Newswise — SPOKANE, Wash. – Some 300 Spokane-area immigrant and refugee learners from preschool through age 80 representing over 50 countries and speaking more than 40 languages are taking part in Gonzaga University’s 19th annual Summer Language Program on campus.

The free three-week program – a partnership between Gonzaga’s Master of Arts in Teaching-English-as-a-Second-Language (MA/TESL) Program, a School’s Out Washington Refugee Impact Grant and Spokane Public Schools – runs July 10-28, offering intensive ESL and English-as-a-Foreign Language teacher training in the mornings.

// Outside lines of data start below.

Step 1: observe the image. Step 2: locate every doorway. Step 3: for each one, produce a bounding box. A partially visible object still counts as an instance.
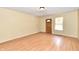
[46,19,52,34]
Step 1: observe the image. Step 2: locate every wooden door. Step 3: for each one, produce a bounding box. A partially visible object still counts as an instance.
[46,19,52,34]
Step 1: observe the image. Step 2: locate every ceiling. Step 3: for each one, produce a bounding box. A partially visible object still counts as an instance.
[7,7,78,16]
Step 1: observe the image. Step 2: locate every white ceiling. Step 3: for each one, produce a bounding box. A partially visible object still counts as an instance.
[7,7,78,16]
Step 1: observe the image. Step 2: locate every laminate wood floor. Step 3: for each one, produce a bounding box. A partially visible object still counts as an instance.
[0,33,79,51]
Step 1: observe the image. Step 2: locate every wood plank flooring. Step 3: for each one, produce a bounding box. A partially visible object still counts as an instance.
[0,33,79,51]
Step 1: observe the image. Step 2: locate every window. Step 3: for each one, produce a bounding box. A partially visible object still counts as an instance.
[55,17,63,31]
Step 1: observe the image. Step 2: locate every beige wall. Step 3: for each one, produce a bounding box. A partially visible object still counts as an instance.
[78,10,79,38]
[0,8,40,42]
[41,11,78,37]
[40,16,54,33]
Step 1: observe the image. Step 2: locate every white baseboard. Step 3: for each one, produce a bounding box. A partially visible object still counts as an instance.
[0,32,39,43]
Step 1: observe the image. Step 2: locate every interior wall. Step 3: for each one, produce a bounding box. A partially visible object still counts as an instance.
[78,10,79,38]
[41,11,78,37]
[40,16,54,33]
[0,8,40,42]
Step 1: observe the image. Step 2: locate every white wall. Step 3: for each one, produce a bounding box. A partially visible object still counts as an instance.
[41,11,78,37]
[0,8,40,42]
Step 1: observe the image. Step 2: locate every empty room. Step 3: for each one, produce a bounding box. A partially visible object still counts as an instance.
[0,7,79,51]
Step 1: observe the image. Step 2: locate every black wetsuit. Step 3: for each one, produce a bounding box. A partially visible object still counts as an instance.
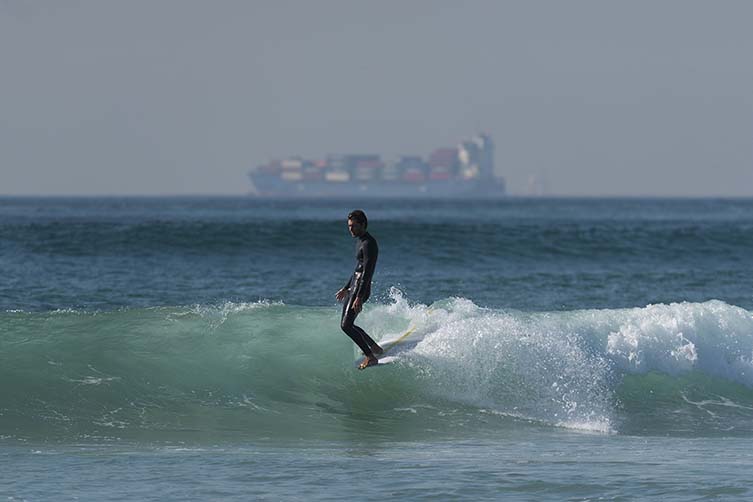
[340,232,381,356]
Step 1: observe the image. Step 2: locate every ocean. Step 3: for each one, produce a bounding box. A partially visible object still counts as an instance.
[0,197,753,501]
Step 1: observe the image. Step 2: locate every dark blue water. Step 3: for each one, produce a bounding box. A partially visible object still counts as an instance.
[0,198,753,500]
[0,198,753,311]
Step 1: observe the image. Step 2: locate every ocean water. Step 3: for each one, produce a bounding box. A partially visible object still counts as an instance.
[0,198,753,500]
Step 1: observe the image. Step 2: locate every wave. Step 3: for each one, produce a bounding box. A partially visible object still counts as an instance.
[0,290,753,440]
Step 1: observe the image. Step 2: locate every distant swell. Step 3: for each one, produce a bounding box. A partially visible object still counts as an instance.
[0,290,753,440]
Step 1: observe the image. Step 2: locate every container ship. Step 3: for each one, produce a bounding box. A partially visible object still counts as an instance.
[249,134,505,198]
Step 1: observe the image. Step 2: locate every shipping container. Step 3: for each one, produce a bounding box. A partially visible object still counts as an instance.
[324,171,350,183]
[281,171,303,181]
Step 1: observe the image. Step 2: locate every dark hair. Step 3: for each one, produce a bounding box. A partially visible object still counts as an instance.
[348,209,369,228]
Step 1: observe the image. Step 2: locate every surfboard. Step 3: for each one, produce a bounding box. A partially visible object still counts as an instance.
[356,326,416,369]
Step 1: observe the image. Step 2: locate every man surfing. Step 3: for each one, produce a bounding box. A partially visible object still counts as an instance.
[335,209,384,370]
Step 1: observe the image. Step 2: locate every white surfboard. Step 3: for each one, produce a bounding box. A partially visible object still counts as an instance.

Twenty-four current and future teachers in Gonzaga’s MA/TESL & MIT Programs learn theory and methods of teaching second languages from 8:30-11:30 a.m. five days a week and practice what they learn in English language camps from 1-3 p.m. A half-dozen or so Gonzaga undergraduates are also assisting.

Analee Scott, a rising senior English major at Gonzaga, works alongside MA/TESL student Emtenan Agily from Saudi Arabia in a kindergarten classroom. James Hunter, associate professor and director of the MA/TESL Program, says Scott praised the program’s welcoming atmosphere and opportunities for growth.

“It’s a very enriching environment for these students to learn about teaching,” Hunter said.

The program has grown steadily from eight students in its first year, 1999. The students learn from teachers from the SPS English Language Development Program and teachers in training from Gonzaga in nine classrooms.

This year’s program also includes one classroom for preschool students and another one for adult learners. The classrooms accommodate the students’ varying grade levels and proficiencies in English language. The high school classroom is the largest with some 50 students representing 15 different languages.

Hunter says the program builds bridges between students’ disparate cultural experiences and academic expectations while offering Gonzaga’s teacher-in-training students tremendous opportunities to develop their classroom skills.

“Some of these kids are the only students in their normal classroom settings who don’t speak English well or who look unlike others,” Hunter said. “This camp is a very affirming community for them.”

For the past three years, the program has implemented STEM curricula in its classrooms as the content for academic English language instruction – including Lego robotics, 3-D design and printing, and forensic investigations. This year, donors provided funds for unique topics in every classroom – including video editing, the ocean, and the engineering design process.

The camp includes speakers of Amharic, Arabic, Bosnian, Bulgarian, Burmese, Chinese, Chuuk, Congolese, Dari, French, Ghanaian, Haitian Creole, Karen, Kazakhstani, Korean, Kyrgyzstani, Liberian, Malay, Marshallese, Moldavian, Nepalese, Pashto, Rumanian, Russian, Somalian, Spanish, Sudanese, Swahili, Taiwanese, Thai, Tigrinya, Ukrainian, Urdu, and Vietnamese.

Note to Media

  • On Thursday, July 27 from 1-3 p.m., the program will host a career and college fair in the Hemmingson Center Ballroom, with representatives from local fire and police departments, health professions, and higher education to include Whitworth University, Washington State University, Eastern Washington University and Gonzaga.
  • On Friday July 28, families of the students will attend a resource fair with SNAP (Spokane Neighborhood Action Partners) and local food banks from 11 a.m.-1 p.m. at the Hemmingson Center with a graduation ceremony to follow from 1-3 p.m.